Clarification about the Computation of the Homology of the Connected Sum in degree $n-1$.

Question

There are plenty of questions about the homology of the connected sum of two $n$-manifolds, but I didn't find an explicit explanation of the computation done in degree $n-1$. Let's show some examples of such questions:

1) In this question it is outlined the way to solve it, which is perfectly clear, but I don't know how to prove the result claimed in degree $n-1$.

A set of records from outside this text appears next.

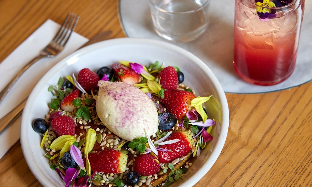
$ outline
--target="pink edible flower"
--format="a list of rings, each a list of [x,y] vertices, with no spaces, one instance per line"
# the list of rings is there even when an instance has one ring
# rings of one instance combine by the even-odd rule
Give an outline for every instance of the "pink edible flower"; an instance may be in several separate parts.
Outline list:
[[[70,168],[66,170],[64,176],[64,182],[66,184],[66,187],[69,187],[71,183],[77,177],[80,172],[80,168],[78,169]]]
[[[83,165],[82,155],[80,150],[76,146],[72,145],[71,146],[70,152],[71,157],[78,165],[81,169],[85,170],[85,168]]]
[[[132,63],[131,62],[129,63],[129,64],[130,65],[131,69],[137,73],[140,74],[145,72],[143,66],[140,64],[139,64],[137,63]]]
[[[104,74],[104,75],[103,75],[103,77],[101,79],[101,80],[105,80],[105,81],[108,81],[109,80],[109,79],[108,79],[108,78],[107,78],[107,75],[106,75],[106,74]]]

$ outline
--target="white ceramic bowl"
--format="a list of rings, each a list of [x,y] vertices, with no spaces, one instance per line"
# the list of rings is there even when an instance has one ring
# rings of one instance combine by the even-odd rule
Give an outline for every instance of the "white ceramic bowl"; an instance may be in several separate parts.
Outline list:
[[[64,186],[40,147],[42,138],[33,130],[32,121],[43,118],[48,112],[47,104],[52,96],[48,87],[56,84],[60,77],[73,73],[76,75],[86,67],[96,71],[120,60],[146,65],[158,61],[165,66],[177,66],[185,77],[184,84],[195,89],[197,96],[213,95],[205,105],[210,118],[219,120],[213,128],[213,139],[193,161],[184,180],[175,185],[191,186],[206,174],[223,147],[229,126],[229,111],[224,92],[211,70],[199,59],[182,48],[166,42],[149,39],[124,38],[99,42],[80,49],[63,59],[51,69],[35,87],[24,109],[21,127],[21,142],[25,159],[32,172],[45,186]]]

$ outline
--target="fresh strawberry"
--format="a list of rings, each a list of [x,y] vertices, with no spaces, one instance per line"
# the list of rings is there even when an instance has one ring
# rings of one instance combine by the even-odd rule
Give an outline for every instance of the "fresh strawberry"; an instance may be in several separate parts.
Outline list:
[[[120,64],[114,64],[111,65],[115,74],[121,82],[131,85],[138,83],[140,76],[130,68]]]
[[[163,89],[175,89],[179,85],[178,74],[172,66],[166,67],[160,71],[158,75],[159,83]]]
[[[174,131],[166,141],[178,139],[180,141],[171,144],[160,146],[160,147],[173,152],[158,151],[158,160],[161,163],[168,163],[187,155],[191,151],[194,141],[189,133],[186,131]]]
[[[180,120],[184,119],[186,112],[191,110],[191,101],[196,97],[192,93],[184,90],[166,90],[164,95],[160,101],[168,112]]]
[[[91,91],[100,80],[99,75],[88,68],[84,68],[78,74],[78,82],[86,92]]]
[[[134,171],[144,176],[154,175],[159,171],[159,163],[157,161],[157,158],[152,155],[141,155],[134,161]]]
[[[106,149],[88,155],[91,170],[105,173],[124,172],[128,156],[120,151]],[[85,165],[85,159],[84,160]]]
[[[53,130],[57,136],[75,134],[76,123],[71,117],[67,116],[59,116],[54,117],[51,122]]]
[[[73,104],[73,101],[78,98],[79,92],[79,90],[77,89],[63,98],[61,103],[61,108],[62,110],[69,112],[74,111],[75,107]]]

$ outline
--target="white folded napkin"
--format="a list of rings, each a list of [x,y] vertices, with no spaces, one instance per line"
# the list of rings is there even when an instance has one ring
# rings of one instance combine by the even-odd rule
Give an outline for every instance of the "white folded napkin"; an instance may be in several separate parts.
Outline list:
[[[0,90],[4,88],[25,65],[39,55],[52,40],[60,26],[52,20],[48,20],[0,63]],[[51,68],[88,41],[73,32],[64,50],[57,55],[42,59],[31,67],[0,103],[0,118],[27,97],[41,77]],[[0,134],[0,159],[19,139],[20,124],[20,117]]]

In the comments it's written that the boundary map $$H_n(M) \to H_{n-1}(B\setminus B') = H_{n-1}(S^{n-1})$$ is an iso, but being a purely algebraic map, I cannot visualise it, and hence I don't know how to prove that it is in fact an isomorphism.

My Idea ($M,N$ orientable): if the map were induced by inclusion we would be OK, because we are mapping the fundamental class of the connected sum in a local orientation, and this is an iso. But I don't know how to formalise it properly. Moreover I don't know how to deal with the boundary map, which is purely algebraic, so not good to handle in general. In the case that one of them is not orientable, I don't know how to proceed.

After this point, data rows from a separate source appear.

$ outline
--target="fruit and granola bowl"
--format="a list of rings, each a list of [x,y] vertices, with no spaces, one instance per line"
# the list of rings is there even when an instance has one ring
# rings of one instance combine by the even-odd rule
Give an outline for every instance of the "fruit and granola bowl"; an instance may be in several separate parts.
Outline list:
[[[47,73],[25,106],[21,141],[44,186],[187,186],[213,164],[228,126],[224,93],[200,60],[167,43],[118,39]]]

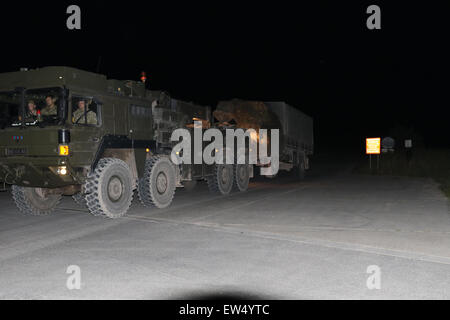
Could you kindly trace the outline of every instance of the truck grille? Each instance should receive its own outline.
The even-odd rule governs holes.
[[[8,156],[25,156],[27,155],[27,148],[6,148],[5,155]]]

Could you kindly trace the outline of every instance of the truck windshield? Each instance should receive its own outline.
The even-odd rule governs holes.
[[[61,122],[65,105],[61,88],[29,89],[24,94],[25,105],[22,106],[22,92],[0,92],[0,128],[23,124],[56,125]]]

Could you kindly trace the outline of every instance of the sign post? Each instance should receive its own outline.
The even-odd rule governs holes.
[[[377,170],[380,166],[381,138],[366,139],[366,154],[369,155],[369,167],[372,170],[372,155],[377,155]]]

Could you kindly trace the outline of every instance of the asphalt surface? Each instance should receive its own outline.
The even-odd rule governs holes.
[[[108,220],[66,197],[20,214],[0,193],[0,299],[449,299],[450,211],[428,179],[318,164],[306,181],[177,191]],[[69,290],[69,266],[81,288]],[[369,266],[381,272],[369,289]],[[373,283],[373,282],[371,282]]]

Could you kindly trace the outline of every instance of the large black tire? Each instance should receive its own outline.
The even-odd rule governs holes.
[[[141,203],[160,209],[170,206],[176,189],[175,175],[175,167],[168,157],[154,156],[146,160],[138,187]]]
[[[216,164],[214,174],[207,178],[209,191],[227,195],[233,189],[234,166],[232,164]]]
[[[100,159],[86,182],[86,205],[95,216],[124,216],[133,200],[133,181],[128,165],[114,158]]]
[[[183,181],[183,189],[190,192],[197,186],[197,180]]]
[[[21,212],[31,215],[49,214],[61,200],[60,194],[44,195],[41,188],[14,185],[11,193],[17,208]]]
[[[250,168],[247,164],[234,165],[233,189],[237,191],[247,191],[250,181]]]

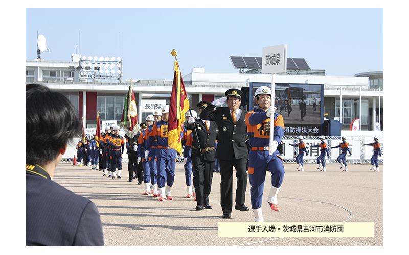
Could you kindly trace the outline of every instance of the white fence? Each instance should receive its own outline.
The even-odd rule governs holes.
[[[372,143],[374,142],[374,135],[376,134],[378,135],[379,143],[380,143],[381,152],[382,156],[378,158],[378,163],[383,163],[383,133],[374,133],[372,132],[343,132],[346,134],[347,137],[347,142],[348,143],[348,147],[352,153],[351,156],[349,153],[347,153],[346,159],[347,162],[363,164],[370,163],[371,157],[373,154],[373,147],[371,146],[365,146],[363,144]],[[359,136],[357,134],[362,134],[364,136]],[[77,149],[75,146],[78,142],[79,138],[74,139],[73,144],[74,146],[69,146],[65,155],[63,156],[62,160],[64,162],[72,162],[74,156],[77,157]],[[296,136],[285,136],[283,137],[283,159],[284,163],[295,163],[296,157],[298,154],[298,148],[290,146],[290,144],[294,144],[299,143],[298,137]],[[316,163],[317,157],[320,155],[320,147],[313,148],[312,145],[319,144],[321,143],[319,136],[305,136],[303,140],[306,145],[307,150],[308,151],[308,156],[304,155],[304,161],[305,163]],[[325,142],[327,143],[328,148],[337,146],[342,142],[340,136],[327,136],[326,137]],[[124,163],[128,162],[128,155],[126,154],[127,150],[124,149],[124,154],[122,155],[122,162]],[[336,158],[340,154],[340,148],[329,149],[329,155],[325,157],[325,162],[328,163],[337,163]]]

2) The same problem arises in this question where there is written:

[...] In the case that both are orientable, the above sequence turns into $$0\to \mathbb{Z} \to \mathbb{Z}\oplus\mathbb{Z} \to \mathbb{Z} \to \widetilde{H}_{n-1}(M\# N)\to \widetilde{H}_{n-1}(M\vee N) \to 0$$ as their connected sum is also orientable. From this, we see that $$\widetilde{H}_{n-1}(M\# N)\to \widetilde{H}_{n-1}(M\vee N)$$ must be an isomorphism.

I'm not able to find a reason on why it is true. A similar (mutatis mutandis) result it's stated in the case that only one of them is orientable.

Here you can find the same question, with the additional "hint" that:

the so called bounding sphere is homologous to zero, (which should means that the map $H_n-1(S^n-1)$ into $H_n-1(M-p) \oplus H_n-1(N-p)$ is the zero map) .

But even here without any further references on why this result is true.

I'm starting thinking that this should be a kind of triviality, but I'm facing several problems in finding a proof of it. So can someone explain the isomorphism between $H_{n-1}(M \sharp N)$ and $H_{n-1}(M)\oplus H_{n-1}(N)$ in the cases that both manifold are orientable and only one of them is orientable?

Answer 1

You need to know a couple of facts. Namely, that the homology of a compact manifold is finitely generated (see Homology of a compact manifold is finitely generated) and Corollary 3.28 from Hatcher. Basically this allows us to conclude that $(*)$ for an $n$-dimensional closed manifold $M$ which is either orientable or non-orientable, $H_{n-1}(M) = \mathbb{Z}^k$ or $\mathbb{Z}/2\oplus \mathbb{Z}^k$, respectively.

Case where $M,N$ are both orientable.

We have the sequence $$0 \to \mathbb{Z} \to \mathbb{Z}^2 \overset{\partial}\longrightarrow \mathbb{Z} \to H_{n-1}(M\# N) \to H_{n-1}(M\vee N) \to 0,$$ and we know that $$0 \to \mathbb{Z}/\text{im}\,\partial \to H_{n-1}(M\# N) \to H_{n-1}(M\vee N)\to 0$$ is short exact. But by $(*)$ the $(n-1)$st homology of an $n$-dimensional orientable manifold is free, so that $\mathbb{Z}/\text{im}\,\partial$ is free as well (subgroups of free are free). To see that $\mathbb{Z}/\text{im}\,\partial$ does not have rank 1, we just need to see that $\partial$ is not the zero map. This is trivial because we know $$0\to\mathbb{Z} \to \mathbb{Z}^2 \to \text{im}\,\partial\to0$$ is short exact so that $\text{im}\,\partial \not= 0$.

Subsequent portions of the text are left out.